Birds are, at many times, compared to the girls. Again, this imagery is symbolic of the desires that the girls have for freedom. Miranda, especially, is compared to birds on numerous occasions. In one scene, for example, her face is overlaid with the image of a flock of birds taking to flight, as if to symbolise her spirit's desire to soar past the confines of time and space. On other occasions, she is compared to a graceful white swan.

The third, and perhaps the strongest, theme that resonates from the film's diagesis is that of clashing cultures. A number of contrasts are drawn between nature and civilisation and between different social classes. Most obviously, the contrast between nature — the primitive and free; and culture — the contemporary and repressed, is illustrated in the film's two main monoliths: the Rock and Appleyard College. The imposing, overbearing fašade of the Appleyard building is even shot in the same manner as the menacing, but alluring, rocks. In order to enhance the eerie, otherworldly nature of the Rock, Weir, Green and Lemon arranged a montage of shots of the various rocks that cap the mountain, each featuring the image of a face sculpted into its exterior. As if drawing on the primitive, Aboriginal past that has deemed the area sacred, the faces seem to represent the elders and visionaries of a time long ago. The girls' willingness to remove their clothing and climb the rock displays their desire to return to the values of the past and to work towards spiritual awakening rather than social acceptance as has been forced upon them. Similar contrasts are drawn between the wealthy and poor; foreigners — the Scottish gardener and English aristocratic families — and the established Australian population. The ability of these cultures to meld during the course of the film is testament to the racial equality that groups were fighting for during the 1970s.

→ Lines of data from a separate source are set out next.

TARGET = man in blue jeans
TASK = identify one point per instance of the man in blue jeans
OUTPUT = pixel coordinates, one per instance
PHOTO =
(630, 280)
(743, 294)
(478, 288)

It is also symbolic of Australia's birth as a multicultural society that, strangely, doesn't seem to treat its indigenous inhabitants (materialised in the form of the Rock) with such respect. As such, the clash between the Aboriginal culture (of which we see no physical evidence) and the Anglo-Saxon groups is the underlying concern. In this, the film succeeds in emphasising the ambiguous relationship between the incoming residents and the mysterious, mystical ways of its ancient inhabitants.

The motif of time and, more particularly, the stopping of time, is symbolic of the film's worldly, timeless relevance. Weir is alluding to the statement that the basic necessities of life, and basic freedoms to which all people are entitled, cross over the boundaries of time, race and class — thus eliminating any controlling factors.

In many respects, Picnic At Hanging Rock can be revered as the movie that led Australia's cinematic expansion and recognition on a global scale. The popularity that it attracted is testament to the skillful craftsmanship of the film-makers responsible for piecing together such a visually breathtaking piece and to the mystical attraction that the image of Australia holds so many people's minds. Special mention must be made of Bruce Smeaton whose musical score enhances not only the splendid imagery and visions that the film arouses, but builds on the film's themes with its trembling, uneasy, mystical qualities.

It can easily be argued, however, that the film's appeal lies not in the visual and aural spectacle that audiences witnessed onscreen, but in what was never revealed. The complete sense of ambiguity that shrouds the film's narrative even after the film has finished gives the work a chilling, unresolved air that leaves the audience with a sense of helplessness and confusion that lingers in the mind long after the screen has turned black.